Whatever ideas we each have of the Middle East and North Africa, New York Live Arts is about to explode those notions. Starting this week, the Live Ideas Festival expands our knowledge with a truly global look at the arts in the Middle East and North Africa.
Dancers, filmmakers, musicians, literary and visual artists from Yemen, Egypt, Syria, Israel, Palestine, Morocco, and Tunisia descend on NY Live Arts on 19th Street from February 8 to April 3. The full title of the festival is “MENA/Future – Cultural Transformations in the Middle East and North Africa Region.” The full spectrum includes 45 performances, installations, gallery exhibits, master classes, and panel discussions.
The first dance entry is Archive by Arkadi Zaides, a Russian-born dance artist based in Tel Aviv. His work Quiet bowled me over when I saw it in Israel a few years ago. He engaged two Israeli and two Arab men in a raw, suspenseful, disturbing quartet that grappled with the hostility between them. I later interviewed Zaides when I wrote this post asking the question, Can dance address the Israel/Palestine Divide?

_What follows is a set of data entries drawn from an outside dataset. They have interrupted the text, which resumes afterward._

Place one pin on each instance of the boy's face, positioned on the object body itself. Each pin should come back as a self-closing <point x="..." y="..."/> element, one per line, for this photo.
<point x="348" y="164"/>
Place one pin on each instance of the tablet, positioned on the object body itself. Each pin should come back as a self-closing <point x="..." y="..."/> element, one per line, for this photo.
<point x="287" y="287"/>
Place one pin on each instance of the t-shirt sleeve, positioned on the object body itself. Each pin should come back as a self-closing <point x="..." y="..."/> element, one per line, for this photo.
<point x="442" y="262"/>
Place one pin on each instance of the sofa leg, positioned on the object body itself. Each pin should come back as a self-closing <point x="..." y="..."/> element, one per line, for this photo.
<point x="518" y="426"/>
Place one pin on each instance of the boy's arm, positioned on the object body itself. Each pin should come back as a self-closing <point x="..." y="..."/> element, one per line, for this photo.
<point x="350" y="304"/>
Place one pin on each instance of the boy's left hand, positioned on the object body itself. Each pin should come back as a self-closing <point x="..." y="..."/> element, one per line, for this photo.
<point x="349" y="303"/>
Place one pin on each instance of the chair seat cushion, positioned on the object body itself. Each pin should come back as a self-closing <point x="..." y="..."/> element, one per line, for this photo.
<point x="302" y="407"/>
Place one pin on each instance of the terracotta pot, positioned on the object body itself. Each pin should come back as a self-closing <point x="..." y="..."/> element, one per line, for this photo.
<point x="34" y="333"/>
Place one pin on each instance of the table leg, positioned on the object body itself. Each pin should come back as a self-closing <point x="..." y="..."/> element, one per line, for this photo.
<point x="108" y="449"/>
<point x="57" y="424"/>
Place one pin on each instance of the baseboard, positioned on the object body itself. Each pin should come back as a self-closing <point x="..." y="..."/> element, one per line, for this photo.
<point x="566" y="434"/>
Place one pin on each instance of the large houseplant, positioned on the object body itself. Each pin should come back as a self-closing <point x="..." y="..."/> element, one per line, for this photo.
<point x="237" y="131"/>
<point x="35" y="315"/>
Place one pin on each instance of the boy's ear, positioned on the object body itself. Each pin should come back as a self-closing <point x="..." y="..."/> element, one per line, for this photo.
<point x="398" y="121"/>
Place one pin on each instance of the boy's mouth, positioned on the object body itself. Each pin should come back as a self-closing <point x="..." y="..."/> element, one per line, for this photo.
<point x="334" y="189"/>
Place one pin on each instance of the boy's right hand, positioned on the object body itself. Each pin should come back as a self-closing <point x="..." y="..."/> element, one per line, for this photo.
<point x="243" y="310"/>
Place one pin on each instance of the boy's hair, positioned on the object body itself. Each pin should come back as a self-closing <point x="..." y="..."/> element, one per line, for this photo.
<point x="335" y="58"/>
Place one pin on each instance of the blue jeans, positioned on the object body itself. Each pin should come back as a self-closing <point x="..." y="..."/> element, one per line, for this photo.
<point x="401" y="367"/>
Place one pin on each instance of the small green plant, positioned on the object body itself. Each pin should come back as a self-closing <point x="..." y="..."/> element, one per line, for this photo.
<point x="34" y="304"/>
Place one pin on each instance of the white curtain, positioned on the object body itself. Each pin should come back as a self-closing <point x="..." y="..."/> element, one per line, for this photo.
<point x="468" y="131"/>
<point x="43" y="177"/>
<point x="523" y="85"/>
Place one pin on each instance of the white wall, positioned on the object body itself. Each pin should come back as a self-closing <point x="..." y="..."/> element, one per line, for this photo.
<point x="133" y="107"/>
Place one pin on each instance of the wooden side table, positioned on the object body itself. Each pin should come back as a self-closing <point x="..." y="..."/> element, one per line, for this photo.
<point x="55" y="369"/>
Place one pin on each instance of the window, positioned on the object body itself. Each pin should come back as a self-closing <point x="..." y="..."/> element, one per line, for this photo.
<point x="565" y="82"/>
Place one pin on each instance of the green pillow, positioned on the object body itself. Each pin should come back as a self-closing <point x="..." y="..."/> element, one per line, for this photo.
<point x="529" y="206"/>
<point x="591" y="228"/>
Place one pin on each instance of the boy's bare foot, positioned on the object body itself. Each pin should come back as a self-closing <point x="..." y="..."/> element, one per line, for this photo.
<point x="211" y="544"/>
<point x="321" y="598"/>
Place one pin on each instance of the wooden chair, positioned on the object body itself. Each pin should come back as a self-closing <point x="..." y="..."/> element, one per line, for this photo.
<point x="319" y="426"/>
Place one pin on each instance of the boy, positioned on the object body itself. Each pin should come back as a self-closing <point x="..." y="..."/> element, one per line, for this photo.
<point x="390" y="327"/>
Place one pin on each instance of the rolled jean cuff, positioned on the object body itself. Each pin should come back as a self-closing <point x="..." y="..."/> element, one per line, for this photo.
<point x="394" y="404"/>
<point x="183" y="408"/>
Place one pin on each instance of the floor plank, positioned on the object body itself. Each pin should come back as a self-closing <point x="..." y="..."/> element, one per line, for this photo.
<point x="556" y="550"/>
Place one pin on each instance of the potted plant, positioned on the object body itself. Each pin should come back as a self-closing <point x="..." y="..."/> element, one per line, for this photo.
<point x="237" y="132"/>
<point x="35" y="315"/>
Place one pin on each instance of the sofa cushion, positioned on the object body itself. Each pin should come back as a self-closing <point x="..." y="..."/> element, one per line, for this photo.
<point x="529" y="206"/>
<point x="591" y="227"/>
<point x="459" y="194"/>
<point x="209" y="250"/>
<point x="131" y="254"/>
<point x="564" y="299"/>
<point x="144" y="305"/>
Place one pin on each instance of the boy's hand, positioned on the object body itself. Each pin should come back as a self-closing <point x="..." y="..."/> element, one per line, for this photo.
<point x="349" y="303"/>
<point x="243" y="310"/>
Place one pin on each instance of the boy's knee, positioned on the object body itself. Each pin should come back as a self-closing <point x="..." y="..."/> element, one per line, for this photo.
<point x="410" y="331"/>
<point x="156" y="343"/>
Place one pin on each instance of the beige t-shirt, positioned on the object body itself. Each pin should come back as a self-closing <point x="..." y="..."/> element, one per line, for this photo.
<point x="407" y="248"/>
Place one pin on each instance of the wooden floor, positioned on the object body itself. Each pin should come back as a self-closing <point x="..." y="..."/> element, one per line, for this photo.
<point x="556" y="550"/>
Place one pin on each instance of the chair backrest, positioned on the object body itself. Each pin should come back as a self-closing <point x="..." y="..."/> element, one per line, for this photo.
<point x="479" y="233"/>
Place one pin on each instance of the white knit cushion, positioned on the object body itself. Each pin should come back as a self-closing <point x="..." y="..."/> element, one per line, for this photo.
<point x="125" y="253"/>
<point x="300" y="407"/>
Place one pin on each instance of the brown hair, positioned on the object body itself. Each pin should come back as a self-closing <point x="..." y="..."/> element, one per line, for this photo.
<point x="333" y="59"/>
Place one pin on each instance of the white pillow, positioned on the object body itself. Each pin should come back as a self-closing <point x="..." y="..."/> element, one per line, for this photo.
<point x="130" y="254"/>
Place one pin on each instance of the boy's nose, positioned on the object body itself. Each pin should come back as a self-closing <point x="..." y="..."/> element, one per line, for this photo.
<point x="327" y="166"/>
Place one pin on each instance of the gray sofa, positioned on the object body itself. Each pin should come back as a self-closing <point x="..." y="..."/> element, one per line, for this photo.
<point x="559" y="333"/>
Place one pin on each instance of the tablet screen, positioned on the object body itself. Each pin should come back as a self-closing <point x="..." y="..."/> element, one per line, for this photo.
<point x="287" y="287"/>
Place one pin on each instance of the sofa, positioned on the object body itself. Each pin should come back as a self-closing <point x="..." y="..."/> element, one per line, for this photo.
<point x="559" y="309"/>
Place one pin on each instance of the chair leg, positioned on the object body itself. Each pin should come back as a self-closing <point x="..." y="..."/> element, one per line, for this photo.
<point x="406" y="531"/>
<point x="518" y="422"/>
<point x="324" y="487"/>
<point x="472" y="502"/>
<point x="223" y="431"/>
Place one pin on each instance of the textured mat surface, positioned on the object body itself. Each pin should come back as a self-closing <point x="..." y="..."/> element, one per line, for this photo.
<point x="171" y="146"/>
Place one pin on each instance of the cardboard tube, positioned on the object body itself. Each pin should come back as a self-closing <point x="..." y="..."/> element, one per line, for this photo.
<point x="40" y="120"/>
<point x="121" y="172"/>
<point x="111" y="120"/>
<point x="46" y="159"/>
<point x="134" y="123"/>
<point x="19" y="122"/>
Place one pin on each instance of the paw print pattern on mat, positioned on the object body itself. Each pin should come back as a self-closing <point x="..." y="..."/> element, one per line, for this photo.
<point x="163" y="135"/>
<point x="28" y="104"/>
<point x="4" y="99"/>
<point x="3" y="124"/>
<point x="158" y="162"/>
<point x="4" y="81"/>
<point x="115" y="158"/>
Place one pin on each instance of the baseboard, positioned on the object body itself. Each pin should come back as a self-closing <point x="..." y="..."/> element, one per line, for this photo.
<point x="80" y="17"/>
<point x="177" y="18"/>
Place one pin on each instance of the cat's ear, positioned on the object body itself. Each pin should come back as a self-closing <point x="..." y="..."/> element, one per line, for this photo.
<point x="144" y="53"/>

Not someone to evade reality, he said, “Violence is perpetuating. Power is blinding. I cannot disconnect from more global questions.”
In Archive, Zaides dances in front of archived footage filmed by volunteers from the Israeli Center for Human Rights in the Occupied Territories. In doing so, Zaides asks: “What is the potential for violence embedded in each individual body?” (Along with that, I would say Hey, My Fellow Americans, we should get a glimpse of the kind of violence our government is supporting in Occupied Palestine.)
Another must-see work that is 2065 BC by Adham Hafez, who co-curated the festival with NY Live Arts programming director Tommy Kriegsmann. Based in Cairo, Hafez is an interdisciplinary live wire who crosses borders as well as genres. According to the press release, “The production aims to present the audience with a complex set of questions, where the ethics of occupation are dealt with in a manner that is dark, comic and politically ignited.”
None of this will be easy. We may not leave the theater with smiles or deep sighs of satisfaction. But it’s an opportunity to educate ourselves about a part of the world that is way more complex than we might think. Proceed at your own risk. I believe this Live Arts Festival is necessary viewing for us as citizens of the world.